Was jedoch neu war, man wird von Menschen aus vorbeifahrenden Autos mit einem fröhlichen Winken oder einer freundlich zum Gruß erhobenen Hand gegrüßt.

Und genau das ist mein Problem. Ich kann mir Gesichter von Menschen mit denen ich freundliche Gespräche führe gut merken. Nicht aber die dazugehörigen Fahrzeuge… Ich weiß nicht, dass die Dame drei Häuser weiter einen roten VW Polo fährt.
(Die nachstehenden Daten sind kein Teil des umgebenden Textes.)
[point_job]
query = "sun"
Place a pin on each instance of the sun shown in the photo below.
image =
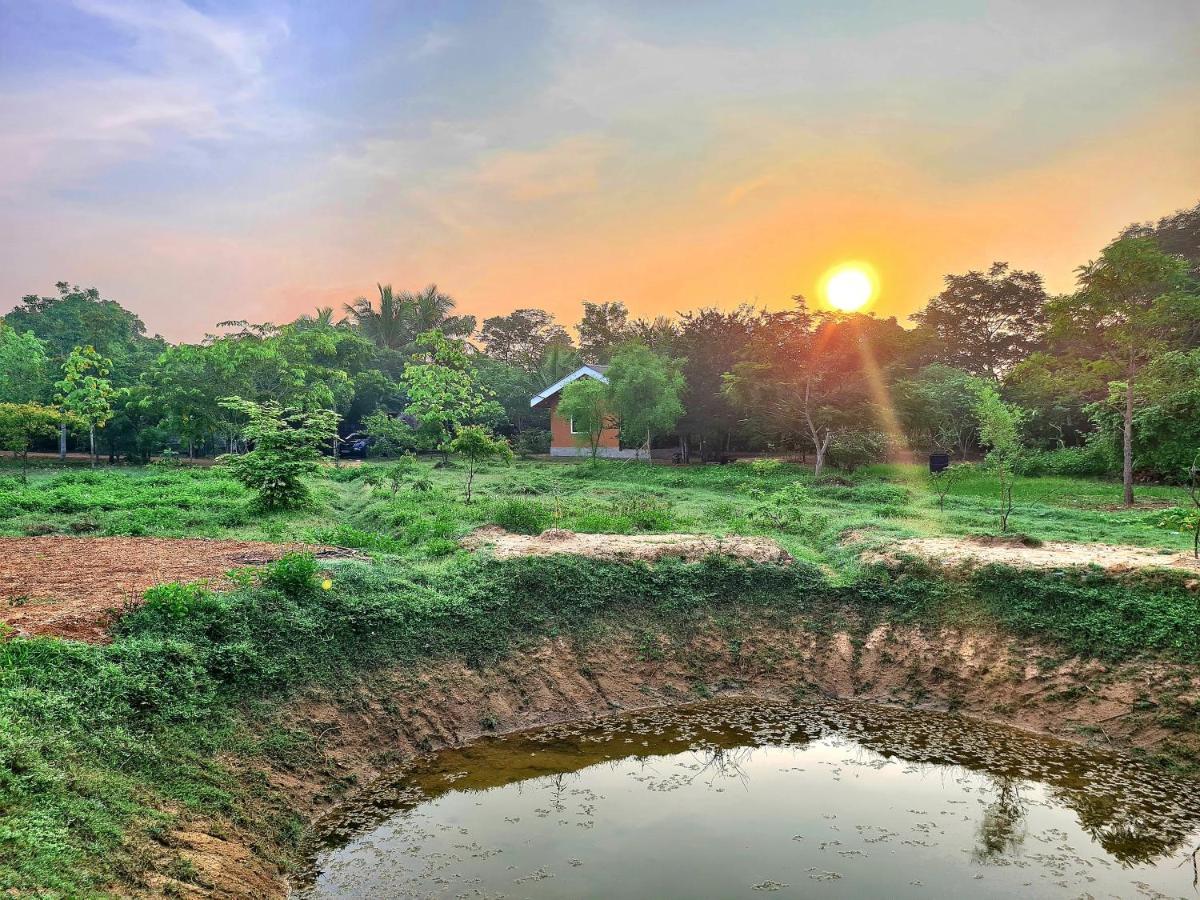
(849, 287)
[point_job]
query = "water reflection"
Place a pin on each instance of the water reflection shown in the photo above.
(731, 798)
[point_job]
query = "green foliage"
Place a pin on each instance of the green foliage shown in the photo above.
(286, 448)
(856, 448)
(87, 391)
(645, 394)
(983, 323)
(443, 391)
(587, 405)
(24, 366)
(478, 445)
(294, 574)
(1000, 431)
(1095, 459)
(936, 407)
(22, 424)
(390, 436)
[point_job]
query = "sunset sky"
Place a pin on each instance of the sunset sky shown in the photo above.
(215, 161)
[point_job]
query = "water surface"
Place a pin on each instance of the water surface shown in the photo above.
(730, 799)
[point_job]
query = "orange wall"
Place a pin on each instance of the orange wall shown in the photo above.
(561, 431)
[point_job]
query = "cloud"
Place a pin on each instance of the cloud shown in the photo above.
(187, 77)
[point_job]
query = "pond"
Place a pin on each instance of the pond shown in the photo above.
(735, 798)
Oder der nette Herr mit dem schönen Vorgarten, mit dem ich über Mähroboter gefachsimpelt habe, einen schwarzen BMW in der Garage stehen hat.

Einfach ist das Ganze noch, wenn es sich um ein Fahrzeug mit Firmenaufschrift handelt. Den männlichen Part unserer lieben Freunde aus dem Dorf erkenne ich immerhin an der Beschriftung seines Transporters. Bei meiner Freundin selbst wird es schon schwieriger. Welches Auto fährt sie noch gleich? Mein Versuch, mir wenigstens einigermaßen die Kennzeichen zu merken, schlug ebenfalls gänzlich fehl.

Und da man in so einem kleinen Dorf wie unserem nunmal aber auch daran gemessen wird, wie freundlich man zu seinen Mitmenschen ist, muss ich sehr auf der Hut sein, niemanden zu übersehen. Gedächtnislücken hin oder her.

Wenn ich also eine Gassirunde durch unser Dorf mache, beobachte ich mit Argusaugen, welches Fahrzeug mit entgegenkommt und überlege krampfhaft, ob ich den oder die Fahrerin vielleicht kennen könnte. Ein sehr schweres und fast aussichtsloses Unterfangen. Ich möchte ja auch nicht einfach auf blauen Dunst irgendjemandem zu winken, der dann vielleicht denkt, was will die Frau von mir, braucht sie vielleicht gar Hilfe.

Mit ganz unfairen Mitteln kämpfen übrigens die Menschen, die sich einfach – quasi über Nacht – ohne ein Wort zu sagen, ein neues Fahrzeug zulegen. Endlich hatte ich mir gemerkt, dass der Bruder unserer Vermieterin einen grauen BMW mit roten Kennzeichen fährt (wobei mein Augenmerk mehr auf den roten Kennzeichen lag muss ich zugeben). Da winkt mir plötzlich jemand aus einem blauen Golf mit normalem OD-Kennzeichen zu. In letzter Sekunde habe ich erkannt, dass es sich um die selbe Person handelt und schnell den Arm hochgerissen.

Bis jetzt habe ich noch keine Lösung für mein kleines Alltagsproblem gefunden. Ich arbeite daran und hoffe, dass ich irgendwann einigermaßen damit klar komme und sich nicht allzu viele Bewohner unseres Dorfes neue Autos zulegen.

Ich will wirklich nicht jammern, aber Ihr versteht, dass ich es nicht leicht habe, oder?